作業量が多いときには互いにヘルプを出し合い、助け合ったりもするが、基本的に進め方や諸処での判断はメイン担当個人の責任に委ねられるところが大きい。それゆえ、毎日とても贅沢なことをさせてもらっているという実感はある一方で、任せられている分できない部分はビシバシと指摘を受ける毎日で、それが正直かなりきつかった。
ほぼ毎日、朝10時30分から夜0時30分の終電ギリギリまで働く生活だった。メインで担当を持つようになってからは、土日も地図落としや原稿書きなど、家でできる仕事は家に持ち帰ってやったり、FAXや電話など外部との連絡を必要とする仕事は休日出勤して行った。
とにかく、きちんとした精度で締め切りに間に合わすことができるのなら、費やす時間や、やり方がどうであっても文句は言われない。逆に週5勤務でやっても間に合わなければ、土日を返上してでも終わらせるのがルールである。そんなわけで、取材や入稿作業をしていた2カ月ほどは、ほぼ休みがない状態だった。
そうして、私は10月下旬の初校の赤字入れの工程で、奥さんに作業を引き継ぐことになった。スケジュールは後ろに尾を引いてパツパツの状況で、赤字を入れるスピードと精度が締め切りまでに間に合わないと社長が判断したからだった。
このとき社長に、これからまだ仕事を続けていけそうかと聞かれたが、私はそこで「はい」と答えることができなかった。そして退職することになった。人が足りない状況で即戦力として雇われたものの、それについていけるだけの力を私が持っていなかったと言えばそうだろう。8カ月で辞めるに至ってしまった自分を情けなくも思った。
ただ、もう少し余裕のある状況で少しずつ仕事を覚えさせてもらうことができたなら、作業自体は面白かったので続けたかったとも思う。しかし、本を作るためには限られた時間と予算、そしてそこから捻出される人件費があり、そう甘いことは言っていられないのだった。これが「仕事にする」ということなのか……と厳しい現実を知った。
仕事ってこういうことなのか、と理解する
8カ月で辞めた前職の仕事だったが、ここでの経験を通じて、仕事の見方が少し変わったように思う。
そう感じたのは、退職することが決まり、メイン担当でやっていた茨城エリアの旅行雑誌が校了を迎えるころ、奥さんと版元の担当者とのメールのやり取りを読んだときだった。
版元の担当者から送られてきたメールには、忙しないスケジュールに付き合って進行してくれて助かったこと、そして経験豊富な奥さんの冷静な対応や、新任の私のパワーに助けてもらったという感謝の言葉が記されていた。

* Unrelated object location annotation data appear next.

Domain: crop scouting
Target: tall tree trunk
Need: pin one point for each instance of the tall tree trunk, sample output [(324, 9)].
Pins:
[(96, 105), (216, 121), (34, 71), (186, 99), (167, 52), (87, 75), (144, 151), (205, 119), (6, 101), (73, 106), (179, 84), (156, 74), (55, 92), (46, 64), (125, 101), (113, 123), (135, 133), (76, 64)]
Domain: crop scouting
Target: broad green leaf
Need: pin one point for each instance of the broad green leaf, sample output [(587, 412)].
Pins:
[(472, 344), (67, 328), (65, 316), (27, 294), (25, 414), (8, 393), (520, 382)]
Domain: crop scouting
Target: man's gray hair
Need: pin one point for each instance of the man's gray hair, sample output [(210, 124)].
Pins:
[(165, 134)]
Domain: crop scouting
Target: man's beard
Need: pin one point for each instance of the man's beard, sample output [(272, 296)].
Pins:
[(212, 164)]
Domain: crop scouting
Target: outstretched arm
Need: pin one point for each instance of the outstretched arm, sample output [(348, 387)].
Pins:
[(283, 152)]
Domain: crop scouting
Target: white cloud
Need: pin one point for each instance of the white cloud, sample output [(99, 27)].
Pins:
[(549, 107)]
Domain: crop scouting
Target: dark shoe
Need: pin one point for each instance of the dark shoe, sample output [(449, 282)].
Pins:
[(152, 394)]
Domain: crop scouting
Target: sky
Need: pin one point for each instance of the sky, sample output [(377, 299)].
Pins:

奥さんはこのメールに対し、切羽詰まった状況下でも通常のクオリティが保てるように最大限努力したが、その試みが成功していることを祈っていると返信していた。
このやり取りを読んだときに、ああ、仕事ってこういうことなのかと少し理解した気がした。奥さんは私から仕事を引き継いだ後、休日を返上して時間の許す限り色校を読み返し、できる限りベストな状態で版元に戻すことをしていた。その姿を見ていてからなおのこと、奥さんの返信したメールにあった「最大限努力した」という言葉には説得力があった。
仕事には限られた期日がある。その縛りのなかで、いかに良いものを作れるか、いかにベストに近い状態に近づけるか、そういったことが大事なのだろうと感じた。毎回毎回が勝負なのだ。
また、その後社長からは、校了後に版元の人から改めて何度もお礼を言われていること、仕事というのは何かひとつ頼まれたことをやり遂げると、これだけのことを言ってもらえるものだということを話された。そのとき初めて、今まで身を粉にしながら費やしてきた時間が少し報われたような気がした。
このような奥さんや社長の姿を見ていて、仕事をしていく上で大きなモチベーションとなるのは、第一に「自分のため」というよりは、自分以外の他者との関係のなかで形成されるやりがいのようなものであるのだと感じた。